Genetic diagnosis of multiple affected tissues in a patient with McCune-Albright syndrome.

Ji Zhou¹, Li-hao Sun, Bin Cui, Huai-dong Song, Xiao-ying Li, Guang Ning, Jian-min Liu.

Abstract

McCune-Albright syndrome (MAS) is a sporadic disorder characterized by the classic triad of polyostotic fibrous dysplasia, café-au-lait' skin pigmentation, and hyperfunctional endocrinopathy. It is caused by embryonic somatic mutations leading to the substitution of His or Cys for Arg at amino acid 201 of the alpha-subunit of the signal transduction protein Gs (Gsalpha).

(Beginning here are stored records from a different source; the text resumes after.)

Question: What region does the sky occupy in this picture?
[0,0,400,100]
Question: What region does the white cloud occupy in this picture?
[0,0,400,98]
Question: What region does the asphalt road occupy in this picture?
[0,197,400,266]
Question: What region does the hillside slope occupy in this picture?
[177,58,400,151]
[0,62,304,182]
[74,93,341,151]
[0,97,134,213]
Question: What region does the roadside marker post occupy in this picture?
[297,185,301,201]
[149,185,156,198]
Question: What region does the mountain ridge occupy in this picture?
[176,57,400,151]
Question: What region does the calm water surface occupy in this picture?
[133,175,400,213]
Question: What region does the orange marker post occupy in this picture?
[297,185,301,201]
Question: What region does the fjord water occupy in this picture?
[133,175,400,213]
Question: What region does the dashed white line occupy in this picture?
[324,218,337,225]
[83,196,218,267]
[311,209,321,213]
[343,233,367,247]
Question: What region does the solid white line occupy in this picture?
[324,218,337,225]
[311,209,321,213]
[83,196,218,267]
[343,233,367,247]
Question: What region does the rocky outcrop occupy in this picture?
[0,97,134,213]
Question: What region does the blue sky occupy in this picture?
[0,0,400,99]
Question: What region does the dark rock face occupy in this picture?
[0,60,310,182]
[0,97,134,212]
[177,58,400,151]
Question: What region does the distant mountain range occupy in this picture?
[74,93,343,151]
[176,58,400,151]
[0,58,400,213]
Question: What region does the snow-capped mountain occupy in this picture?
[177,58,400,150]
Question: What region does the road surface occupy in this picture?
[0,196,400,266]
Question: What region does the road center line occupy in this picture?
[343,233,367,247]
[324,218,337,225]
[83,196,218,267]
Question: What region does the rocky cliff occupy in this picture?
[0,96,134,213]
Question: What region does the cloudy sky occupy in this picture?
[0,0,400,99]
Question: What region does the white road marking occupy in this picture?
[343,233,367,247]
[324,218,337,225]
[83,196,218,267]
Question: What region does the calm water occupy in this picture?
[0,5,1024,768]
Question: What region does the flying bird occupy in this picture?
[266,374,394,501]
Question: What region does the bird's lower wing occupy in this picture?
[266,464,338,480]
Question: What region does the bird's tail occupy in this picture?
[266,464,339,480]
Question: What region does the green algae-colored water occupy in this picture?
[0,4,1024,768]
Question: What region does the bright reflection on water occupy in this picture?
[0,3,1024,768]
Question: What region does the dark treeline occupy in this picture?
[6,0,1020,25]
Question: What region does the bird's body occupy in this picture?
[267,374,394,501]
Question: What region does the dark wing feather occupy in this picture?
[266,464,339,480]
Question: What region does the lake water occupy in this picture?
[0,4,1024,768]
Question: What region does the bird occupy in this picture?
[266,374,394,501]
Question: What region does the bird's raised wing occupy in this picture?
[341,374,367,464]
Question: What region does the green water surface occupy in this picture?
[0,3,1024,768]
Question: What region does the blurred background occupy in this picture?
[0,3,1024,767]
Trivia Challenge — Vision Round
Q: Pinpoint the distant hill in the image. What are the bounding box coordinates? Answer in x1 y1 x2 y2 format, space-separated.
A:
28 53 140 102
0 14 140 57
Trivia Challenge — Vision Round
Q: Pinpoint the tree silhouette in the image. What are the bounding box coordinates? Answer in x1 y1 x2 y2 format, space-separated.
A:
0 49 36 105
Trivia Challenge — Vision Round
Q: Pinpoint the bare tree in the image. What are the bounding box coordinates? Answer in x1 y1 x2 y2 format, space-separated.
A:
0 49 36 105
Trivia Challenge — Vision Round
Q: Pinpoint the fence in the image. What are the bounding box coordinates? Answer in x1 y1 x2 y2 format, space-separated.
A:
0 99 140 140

A 32-year-old man was diagnosed as McCune-Albright syndrome with the following findings: polyostotic fibrous dysplasia, café-au-lait' spots and acromegaly. An ultrasonic examination showed that he had left-pleural effusion, which disappeared after almost a year without special treatment. Genomic DNA was isolated from the peripheral blood, bone tissue, skin lesion and pleura samples of the patient. Then PCR and direct sequencing were performed. An activating mutation of the Gsalpha gene (Arg201Cys) was found in the genomic DNA isolated from the peripheral blood and the bone tissue, but not in genomic DNA isolated from the skin and pleura samples.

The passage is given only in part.